By kinetic simulations we identified that the out of equilibrium nature of the reaction kinetics of actin and its binding proteins are responsible for the observed deformations. The coupled kinetic equations result in two distinct non-uniform polymerization patterns leading to inhomogeneous barbed end density profiles. These can be directly linked to different protrusion velocities of the growing networks based on a ratchet model for membrane protrusions39. Compared to in vivo and most in vitro studies (that use a ~100-fold VCA density14,15), the number of barbed ends in our model system is low (<=450/µm2) and therefore we assume that protrusion velocities are not dominated by monomer depletion, but rather by membrane tension17,40. In this regime the load per filament decreases with increasing network density. Consequently, the protrusion velocity increases exponentially with an increasing number of barbed ends17. For low CP concentrations the number of barbed ends is constant along the membrane. Therefore, the network grows homogeneously and an actin protrusion is formed. For higher CP concentrations the number of barbed ends is lower in the domain centre than at the domain edges. Thus, the network protrusion is faster at the domain edges and slower in the domain centre. A concave actin domain is formed. Although the kinetic simulations are able to rationalize the emerging structures, it remains a major challenge to combine the kinetic simulations with mechanical responses of the complete system.
Our experiments further reveal that CP is an important regulator of the network structures in cells.

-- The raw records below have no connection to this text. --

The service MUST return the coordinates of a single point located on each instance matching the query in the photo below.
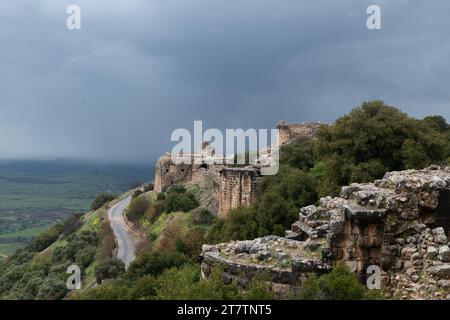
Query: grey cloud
(138, 69)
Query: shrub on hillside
(110, 268)
(101, 199)
(137, 209)
(339, 284)
(176, 201)
(154, 263)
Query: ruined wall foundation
(400, 223)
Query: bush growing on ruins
(339, 284)
(202, 217)
(375, 138)
(176, 201)
(101, 199)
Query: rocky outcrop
(400, 223)
(290, 132)
(239, 187)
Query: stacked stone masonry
(237, 187)
(400, 223)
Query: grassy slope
(36, 194)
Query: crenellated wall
(238, 188)
(290, 132)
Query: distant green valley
(36, 194)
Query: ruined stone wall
(238, 188)
(168, 174)
(400, 223)
(290, 132)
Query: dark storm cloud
(138, 69)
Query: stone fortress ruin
(233, 186)
(400, 223)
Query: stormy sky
(138, 69)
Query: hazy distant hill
(36, 194)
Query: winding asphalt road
(126, 247)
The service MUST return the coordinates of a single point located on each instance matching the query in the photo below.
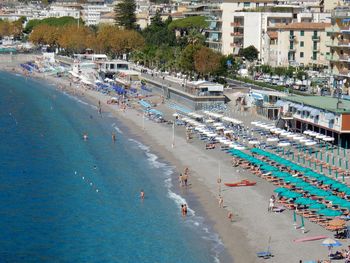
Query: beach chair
(265, 254)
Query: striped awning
(329, 116)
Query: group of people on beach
(184, 209)
(183, 178)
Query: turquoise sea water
(63, 199)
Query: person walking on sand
(271, 203)
(185, 209)
(221, 202)
(181, 181)
(185, 179)
(230, 216)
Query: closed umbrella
(329, 213)
(317, 206)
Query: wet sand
(252, 225)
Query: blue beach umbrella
(329, 212)
(317, 206)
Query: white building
(60, 11)
(91, 14)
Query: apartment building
(302, 44)
(251, 28)
(339, 43)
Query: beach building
(302, 44)
(325, 115)
(263, 102)
(339, 44)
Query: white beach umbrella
(284, 133)
(328, 139)
(217, 124)
(278, 131)
(283, 144)
(313, 134)
(310, 143)
(321, 136)
(238, 147)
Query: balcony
(343, 73)
(341, 13)
(237, 24)
(333, 29)
(237, 34)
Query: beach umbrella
(283, 144)
(329, 242)
(302, 185)
(329, 212)
(290, 194)
(317, 206)
(336, 222)
(304, 201)
(280, 190)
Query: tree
(125, 14)
(301, 74)
(74, 39)
(193, 22)
(186, 60)
(46, 35)
(206, 61)
(250, 53)
(280, 71)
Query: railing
(235, 24)
(341, 13)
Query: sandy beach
(252, 226)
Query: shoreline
(207, 204)
(252, 226)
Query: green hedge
(269, 86)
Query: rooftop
(321, 102)
(304, 25)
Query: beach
(252, 226)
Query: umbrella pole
(302, 225)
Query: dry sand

While upregulation of CP leads to an increased formation of actin-containing vesicles, decrease of lamellipodium width and the inhibition filopodia formation, a down regulation was previously shown to result in an explosive increase of filopodia and complete suppression of lamellipodia formation17. The strong interdependence of the network structures results from a homeostasis effect of the actin cytoskeleton structures in cells, as first demonstrated to be an important mechanism in fission yeast41,42. In this case, the limited actin monomer pool is split between the different actin structures, depending on the activation of the nucleation factors Arp2/3 complex and formin.
In our experiments the growth-induced network stresses alone were not sufficient to induce fission of the invaginations from the membrane in the in vitro system. By the addition of NMM II membrane fission events are induced in a CP-dependent manner and endocytic-type vesicles were formed in the in vitro system. The requirement of myosins is in accordance with observations in vivo43,44,45,46. Further studies are needed to shed light on the dynamics and physical mechanisms behind membrane fission events.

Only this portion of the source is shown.